Apart from the removed features, the garish graphics, the bland city, the poor plot development, the lack of character motivation, and the lack of reason to explore... I think one of the main reasons I thought Saints Row: The Third and Saints Row IV were poor sequels is the missing time between the games.
We've had discussions in the Saints Row Wiki Chat regarding how much better Saints Row IV would have been if the prologue hadn't been so rushed and we'd gotten to take part more of the backstory, but I'd never considered it in the context of why I didn't like the game very much.
In Saints Row 2, you have been in a coma for *cough* years, so it's perfectly explained why you're out of the loop while the world has changed so much without you. The first mission makes sense, and the entire game has a purpose: retake the city.
After having controlled, or at least witnessed, Playa's every waking moment for the first 2 games, there is a jarring disconnect in The Third.
In Saints Row: The Third, exactly what you've been up to during those *cough* years is never really explained, apart from selling out. We got hints of what Pierce and Shaundi were up to, but not Gat and Playa. This first mission makes no sense, and I spent the entire game asking "Why am I doing this again?".

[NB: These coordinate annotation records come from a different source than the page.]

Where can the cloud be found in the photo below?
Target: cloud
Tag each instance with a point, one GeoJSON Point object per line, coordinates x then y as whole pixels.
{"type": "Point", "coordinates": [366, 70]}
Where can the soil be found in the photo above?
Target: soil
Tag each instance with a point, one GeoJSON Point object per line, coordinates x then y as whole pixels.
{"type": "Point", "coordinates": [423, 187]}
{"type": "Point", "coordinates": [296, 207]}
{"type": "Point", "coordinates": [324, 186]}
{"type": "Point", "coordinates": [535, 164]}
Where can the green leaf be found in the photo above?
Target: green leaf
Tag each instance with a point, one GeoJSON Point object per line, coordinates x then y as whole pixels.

- Better storyline: The Saints are already broke due to reckless spending, and try to rob a bank in an unfamiliar city, and Loren takes control of the bankrupt Saints/Ultor group as payback. (Explaining why the Saints don't already own all Planet Saints stores.)

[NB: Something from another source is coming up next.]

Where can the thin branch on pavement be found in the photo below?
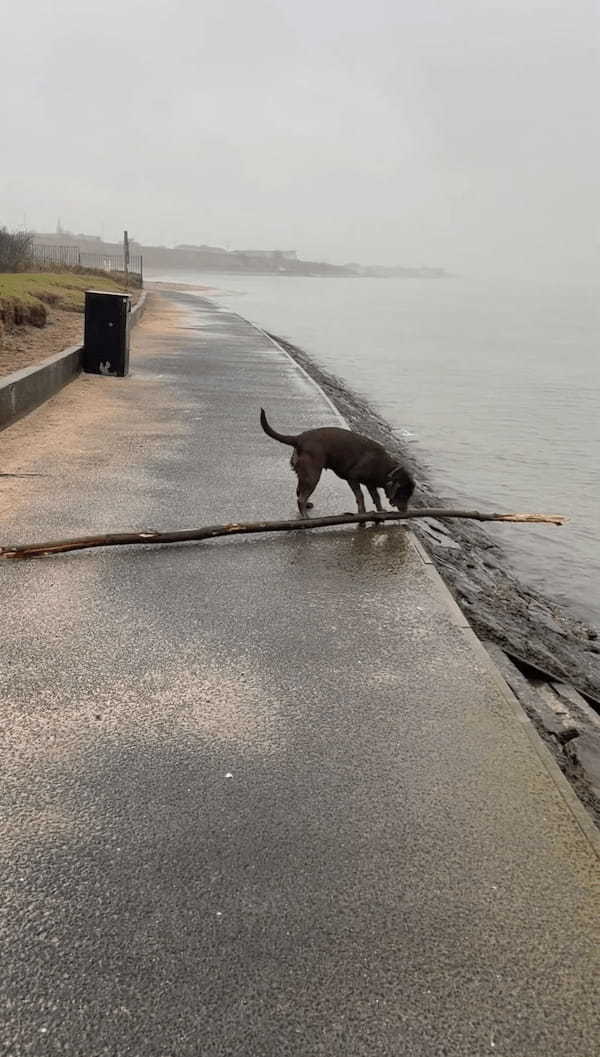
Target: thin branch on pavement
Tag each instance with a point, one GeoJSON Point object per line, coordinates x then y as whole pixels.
{"type": "Point", "coordinates": [239, 529]}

Saints Row IV is even worse, given that there is 5 years between the first mission and the next.
- It would have made more sense if it began without explanation in Pleasantville, with the missing time was handwaved by "aliens". Having Playa become President is a completely gratuitous and unnecessary plot point: Zinyak abducted Gat just for being a badass, so it stands to reason he would also abduct Playa for the same reason.

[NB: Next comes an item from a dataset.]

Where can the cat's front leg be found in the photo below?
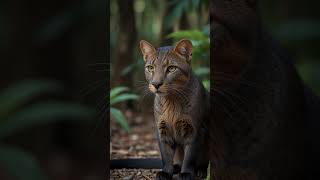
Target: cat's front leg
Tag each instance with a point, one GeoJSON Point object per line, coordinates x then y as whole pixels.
{"type": "Point", "coordinates": [167, 151]}
{"type": "Point", "coordinates": [189, 162]}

This 5 years, btw, is the first time the amount of time which has passed has ever been mentioned in game. But we still don't know the amount of time between Three Way and Zero Saints Thirty. Clearly at least several months, possibly several years, given Matt Miller's aging.
Saints Row and Saints Row 2 were all about the journey. Saints Row: The Third and Saints Row IV skip large portions of the journey.
- Saints Row doesn't explain backstory, but it's a very different thing: you're a nobody, and what you've been up to before considering the services of a prostitute at the wrong time and wrong place do not matter at all to the plot of the game. We are shown exactly why you are in the situation you are in.
- What you've been up to, and why, before Saints Row 2 is explained very neatly.
- What you've been up to, and why, before Saints Row: The Third and Saints Row IV are essential to the plot, and poorly explained.
I'm not saying handwaving several years in story telling is a bad thing. I love Star Wars (Orig Trig), and that has years between each instalment. "Several years pass, and now they're on an ice planet" is fine: the theme, goals, feeling, and motivations of the character remain consistent.
I'm saying that handwaving "Several years pass and now they're sellouts robbing a bank for poorly explained reasons" and "Several years pass and now they're the government despite how unlikely that is" massively changes the tone and feeling of the series: making them poor sequels.
But this is just one of the many reasons.
Of course, the changes between Saints Row 2 and Saints Row: The Third wasn't quite as disappointing as the change between GTA:SA and GTAIV, or the disappointment of Bioshock after System Shock 2. If I could find a game more like Saints Row 2 than Saints Row: The Third, then I'd love to play it.